Over the summer, Truck had a huge service and repair of clutch, gearbox etc – over $6000 worth! This was done at a Landrover dealer we had changed to last year, after issues in 2003 with the previous one.
Van had the under chassis painted and a service – over $1000 worth, at Trakmaster.
These costs would have been needed had we just been going travelling, anyway, rather than going off to work. A degree of age was catching up with our rig. Truck had now travelled 220,000kms – some of them pretty tough ones.
We had a new solar management system installed by a specialist in alternative power systems. He turned out to be a former staff member of the Outdoor Education company my school had used, and I knew him from then. He found that the van batteries were defunct – probably due to mismanagement back from 2002 by the incompetent who installed the system back then. Our new power man recommended Full River AGM batteries, which we were able to source at mates rates through an electrician friend.
The new solar management system gave us much more information about what was happening with the solar system and batteries. It was easiest to install it next to the old one, so we had new and defunct side by side.
We noted, with some amazement after reading a recent article in a caravan magazine, that it appeared the incompetent solar power man was back in business, under a new company name! More trusting innocents to be sucked in!
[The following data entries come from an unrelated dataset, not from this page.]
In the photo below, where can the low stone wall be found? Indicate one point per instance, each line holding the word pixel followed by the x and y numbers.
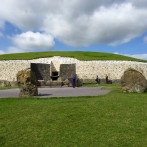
pixel 84 69
pixel 114 69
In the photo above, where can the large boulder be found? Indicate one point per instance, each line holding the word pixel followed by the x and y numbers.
pixel 27 83
pixel 133 81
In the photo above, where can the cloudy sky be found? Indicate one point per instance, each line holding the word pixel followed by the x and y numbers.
pixel 115 26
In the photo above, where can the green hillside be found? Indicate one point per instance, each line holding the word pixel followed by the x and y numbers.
pixel 85 56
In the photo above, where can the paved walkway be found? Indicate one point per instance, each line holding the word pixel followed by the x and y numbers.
pixel 58 92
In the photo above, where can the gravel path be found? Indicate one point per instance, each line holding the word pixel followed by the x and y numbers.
pixel 58 92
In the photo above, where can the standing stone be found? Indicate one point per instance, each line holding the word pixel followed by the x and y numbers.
pixel 133 81
pixel 27 83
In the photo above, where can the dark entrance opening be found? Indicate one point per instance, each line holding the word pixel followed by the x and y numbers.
pixel 54 76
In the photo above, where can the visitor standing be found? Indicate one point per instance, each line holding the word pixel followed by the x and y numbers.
pixel 97 79
pixel 106 79
pixel 73 81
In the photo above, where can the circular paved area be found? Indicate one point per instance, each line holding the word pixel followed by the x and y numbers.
pixel 58 92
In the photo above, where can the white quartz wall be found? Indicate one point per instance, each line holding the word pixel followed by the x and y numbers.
pixel 114 69
pixel 84 69
pixel 9 70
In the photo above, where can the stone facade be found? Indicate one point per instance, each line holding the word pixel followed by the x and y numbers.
pixel 85 70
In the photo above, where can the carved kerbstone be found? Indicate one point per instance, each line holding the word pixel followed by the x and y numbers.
pixel 27 83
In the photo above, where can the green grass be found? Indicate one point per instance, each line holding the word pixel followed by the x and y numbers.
pixel 7 87
pixel 113 120
pixel 78 55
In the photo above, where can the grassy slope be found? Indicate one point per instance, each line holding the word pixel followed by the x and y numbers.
pixel 116 119
pixel 78 55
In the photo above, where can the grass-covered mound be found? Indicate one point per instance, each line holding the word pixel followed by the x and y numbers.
pixel 115 119
pixel 86 56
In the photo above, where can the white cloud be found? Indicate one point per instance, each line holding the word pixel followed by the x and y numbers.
pixel 1 34
pixel 80 22
pixel 31 40
pixel 139 56
pixel 145 39
pixel 2 52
John arranged for A to see the alternative power person, to discuss possible options for powering Pungalina, such as a system operated by the force of running water in the creeks.
A few weeks after the Truck works were completed, its electricals died. New batteries were needed. The old ones were bone dry. Checking these had been overlooked by Landrover dealers in successive servicings, it seemed. It was no consolation to be told the latest mistake was that of a second year apprentice…”But we’ve sacked him now”. Clearly, oversight was lacking. We decided to put AGM batteries in Truck, too.
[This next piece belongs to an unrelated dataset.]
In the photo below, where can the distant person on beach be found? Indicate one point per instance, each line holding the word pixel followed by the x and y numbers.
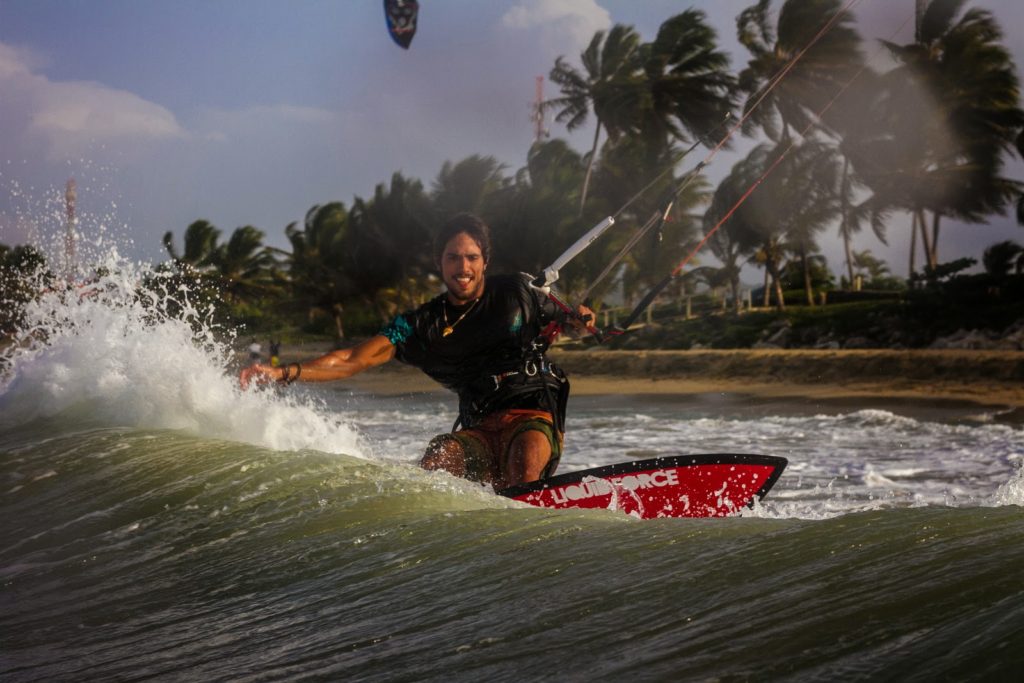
pixel 255 351
pixel 482 340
We were disconcerted to find, when gearing up for the trip, that the CB and HF radios no longer worked. Clearly, something the Landrover service centre had done, had disabled them. So it was back across the suburbs to the dealer, to get that rectified. Apparently, “someone” had overlooked reconnecting that part of the electricals. That was kind of the last straw for us – seriously considering just finding a non affiliated competent general mechanic!
We had arranged new housesitters through an online site. This Tasmanian couple had a daughter with young family living locally, and they wanted an extended sit, to be near her while she had a new baby.
Friend M, who had spent some time travelling with us in the Pilbara, last year, had finally decided to retire from teaching and embark on travel. We spent time helping her firm up her plans, culminating in the sale of her home and her purchase of an ex-Telstra Toyota Troopy, and gear for travel and camping with that.
We spent some time preparing for this year’s adventure.
John made the folding tables, bought lights and other potentially useful stuff. He packed some of his own gear that might be needed. He bought packets of vegetable seeds for the garden he was to get going properly.
I sewed some chef’s style aprons, figuring that there were unlikely to be any already there, and thinking I should look the part. Used plain coloured heavy cotton – in safari camp colours of black and light brown. John asked for a couple to be made for him, in case he was doing something like open fire barbequing. I made him two, from a heavy striped cotton. They looked different!
I did a lot of recipe research and roughed out potential menus for camp groups, allowing for possible supply issues. It was a good thing that I had some experience of remote life! I bought things like food handling gloves, enough pannacotta moulds to cater for twelve people – and packed quite a bit of my own cooking gear to take, beyond that which usually travelled in the van.
Close to departure time, my laptop computer (which had been a hand-me-down from John) stopped working properly. I took it to our computer man for possible repairs. If it could be fixed, he would send it up to us. That was quite a blow because it potentially limited my ability to do things like word process letters to family and friends, store photos from the digital camera that I had decided to rely totally on, this year.
John did some preparatory work to set up as observers for Birds Australia. We had decided that Pungalina offered potentially rewarding bird surveying, being so remote and little populated. It would be an extra interest for us.
I phoned our Griffith friends and arranged to visit them on our way north.
At the last minute, A dropped in some signs he’d had made for each of the camp tents – they were to have local plant names, like Bauhinia. They were wood and very nicely done. John would have to put them in place. A also bought some sets of binoculars, for the use of guests, and a heap of Pungalina pamphlets he’d had printed. We were to put these into caravan parks and information centres, as convenient, as we travelled north.
John fuelled up Truck, and filled the jerry can – $1.10cpl.
There was not much room left in or on Truck – or in the van!